Claro que, passadas as ondas mais fortes de preocupação pública, ou sendo necessário tomar posições concretas o dito é rapidamente desdito.
Lembrar-se-ão muitos da romaria ao Palácio de Belém de alguns dos principais empresários portugueses, aparentemente preocupados com a manutenção em mãos nacionais dos centros de decisão económica. Claro que por detrás destas preocupações estava a pretensão de garantir que futuras privatizações incluíssem regras que lhes assegurassem acesso privilegiado ao património público.
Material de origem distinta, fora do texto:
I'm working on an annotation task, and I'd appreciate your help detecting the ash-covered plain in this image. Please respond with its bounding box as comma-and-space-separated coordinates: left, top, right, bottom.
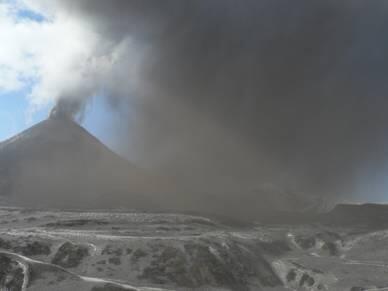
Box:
0, 115, 388, 291
0, 205, 388, 291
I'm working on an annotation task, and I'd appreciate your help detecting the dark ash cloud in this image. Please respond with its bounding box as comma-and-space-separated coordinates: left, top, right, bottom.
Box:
49, 0, 388, 210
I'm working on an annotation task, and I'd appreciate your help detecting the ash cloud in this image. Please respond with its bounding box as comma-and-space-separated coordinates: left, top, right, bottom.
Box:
41, 0, 388, 205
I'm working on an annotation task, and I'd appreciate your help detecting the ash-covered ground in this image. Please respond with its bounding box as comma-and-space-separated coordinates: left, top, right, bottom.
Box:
0, 205, 388, 291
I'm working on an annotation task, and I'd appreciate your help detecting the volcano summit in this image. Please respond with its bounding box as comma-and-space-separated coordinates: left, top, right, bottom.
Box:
0, 114, 171, 208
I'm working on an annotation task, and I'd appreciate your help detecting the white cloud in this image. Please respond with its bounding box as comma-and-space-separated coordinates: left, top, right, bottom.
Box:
0, 1, 98, 107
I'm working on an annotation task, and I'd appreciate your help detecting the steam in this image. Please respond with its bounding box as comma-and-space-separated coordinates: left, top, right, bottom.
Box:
8, 0, 388, 208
Na prática são frequentes os exemplos de empresas privatizadas a grupos portugueses que posteriormente as vendem a capital estrangeiro. Foi o caso do Totta & Açores, entregue ao Grupo Champalimaud e posteriormente vendido ao Santander; ou recentemente da Centralcer, outrora empresa pública, que incluía entre os accionistas o Grupo Espírito Santo (cujo presidente também foi na referida romaria), agora vendida a um grupo escocês. Outras houve que integraram logo directamente capital privado estrangeiro.
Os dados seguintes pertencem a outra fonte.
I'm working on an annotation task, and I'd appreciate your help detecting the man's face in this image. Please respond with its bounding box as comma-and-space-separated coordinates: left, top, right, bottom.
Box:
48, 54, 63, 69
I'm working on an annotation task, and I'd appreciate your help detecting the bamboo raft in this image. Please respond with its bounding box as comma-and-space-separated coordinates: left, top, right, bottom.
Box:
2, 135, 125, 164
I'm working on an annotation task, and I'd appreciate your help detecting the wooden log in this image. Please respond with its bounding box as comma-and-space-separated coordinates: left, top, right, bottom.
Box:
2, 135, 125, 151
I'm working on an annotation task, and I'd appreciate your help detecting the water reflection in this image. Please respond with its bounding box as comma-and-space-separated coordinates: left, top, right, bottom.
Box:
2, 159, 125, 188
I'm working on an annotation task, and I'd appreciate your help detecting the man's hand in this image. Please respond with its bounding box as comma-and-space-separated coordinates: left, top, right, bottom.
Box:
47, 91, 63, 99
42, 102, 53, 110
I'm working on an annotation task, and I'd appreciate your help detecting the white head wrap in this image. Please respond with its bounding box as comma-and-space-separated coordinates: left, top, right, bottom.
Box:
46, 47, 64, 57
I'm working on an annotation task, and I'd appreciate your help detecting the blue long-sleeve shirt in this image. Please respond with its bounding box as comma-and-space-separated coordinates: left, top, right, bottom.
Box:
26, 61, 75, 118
Está claro que não é a entrega de sectores e empresas públicas a grupos privados portugueses que garante a não manutenção em mãos nacionais, já para não falar da importância de o Estado deter ele próprio certas alavancas fundamentais da economia, incluindo serviços públicos essenciais.
Na verdade a única forma de manter em mãos nacionais importantes centros de decisão económica ainda públicos será parar o processo de privatizações.
2 – Nesta matéria um exemplo a reter é o da recente privatização da rede básica de telecomunicações, entregue (por valor inferior ao inicialmente avaliado) à privada PT.
Lembre-se que quando os governos PSD privatizaram a PT, Cavaco Silva excluiu a rede básica por considerar ser património importante para a soberania nacional.
No afã privatizador dos governos PS e do actual governo PSD/CDS a soberania nacional foi vendida a pataco. O PS tentou ainda, com o governo já em gestão, aprovar na Assembleia da República esta privatização, o que só não foi possível pelo fim abrupto da legislatura. Logo que assumiu o poder o PSD retomou exactamente a mesma proposta que foi aliás aprovada com o voto favorável do PS.
Estranha-se agora o desvelo com que o PS critica a operação de privatização que quis fazer enquanto foi governo e apoiou já na oposição. E que o PSD, que outrora considerou a rede básica como uma questão de soberania, a tenha agora vendido à pressa para obter receitas extraordinárias ainda em 2002.
A rede básica de telecomunicações, isto é, toda a infra-estrutura de telecomunicações no território nacional deve ser património público e não propriedade privada de uma empresa que para além do mais se apresta a enviar para o desemprego mais de 2000 trabalhadores.
É por causa destas políticas que o país se vai afundando numa crise estrutural com dramáticas consequências na vida dos portugueses.